Our latest featured artist is the wonderful Patrick O'Leary, Specialist in digital illustration Patrick originally wanted to be a photographer but luckily for us chose to be an illustrator. His work is very striking with a fantastic eye for composition and use of colour. Patrick creates beautifully sweet and sometimes touching images which utilise humour and metaphor to tell a story. His art style is slick and homely at the same time with a very high quality of line afforded by digital illustration with the light touch of someone accustomed to tradition media. With a carefree style rarely possible with digital illustration Patrick breaks the stereotyped image of digital work and takes it up a level.Great talent and skill he will surely be everywhere soon, so catch him here first!

Who are you:
Patrick O'Leary, a freelance illustrator from Bradford, UK.

What do you do:
Well, I illustrate first and foremost. I read about illustration, look at art blogs and read magazines. And I visit London as often as possible, to go to exhibitions, get involved in events and just generally absorb it's culture. When I'm not in London, I dream about being there and when I'm not dreaming about London, I'm dreaming about New York.

How did you start:
I don't really know. I mean, it probably sounds really cliché but I've always drawn and painted and have had my eye on an art-based career since I was about 13/14. I wanted to be a photographer for a long time but then realised I was more of an illustrator, where I felt I had more creative control over the composition, feel and narrative of a piece. Then I did a degree, during which I discovered the work of Luke Best, James Yang and Yihsin Wu, who made me decide to discard my paints, my pencils and now pretty much all of my work is created photoshop and a graphics tablet.
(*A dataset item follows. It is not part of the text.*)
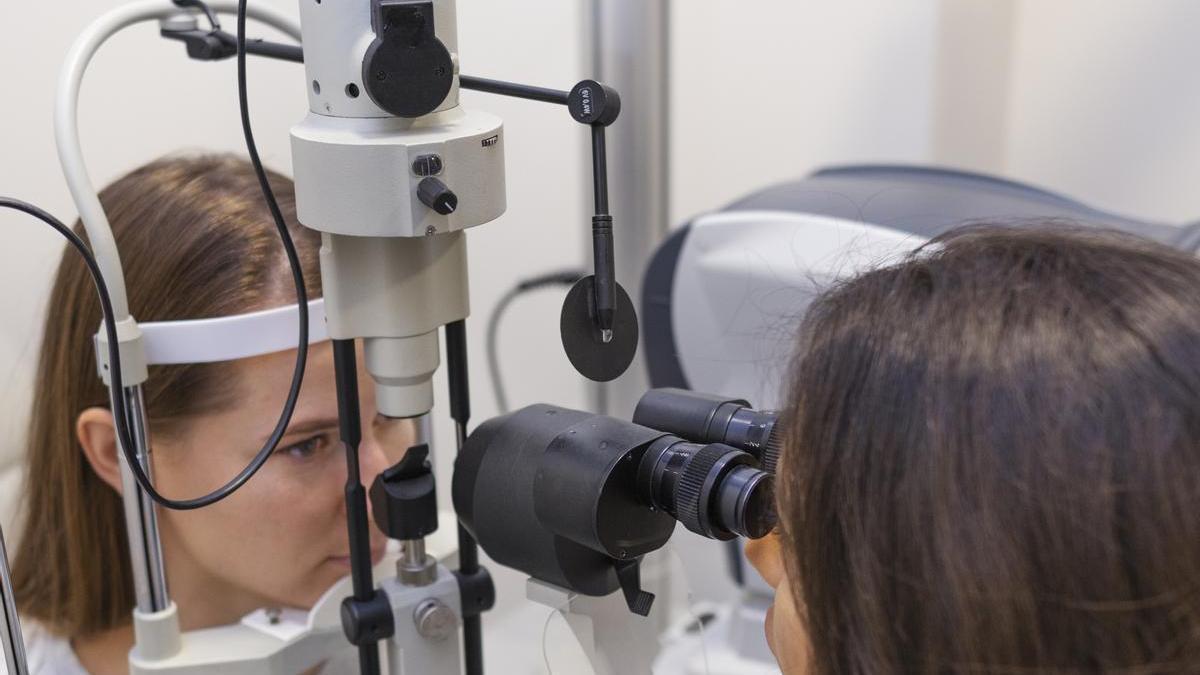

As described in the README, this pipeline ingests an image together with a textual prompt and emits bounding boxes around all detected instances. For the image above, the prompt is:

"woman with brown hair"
[749,227,1200,675]
[13,156,415,674]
A Personal statement about you or your work:
Paints were too messy, photographs weren't messy enough and digital illustration fell somewhere in the middle. I feel my work says as much about me as it does its subject. It's often humorous, colourful and playful; it's polished but not pristine. My compositions often contain visual humour and metaphor and a rich texture, which adds a tactility that I used traditional tools like paint and pencil to create many moons ago. Painting was my past, digital art is my present but I don't know what my future will be. Whatever it is, it'll will undoubtedly involve illustration.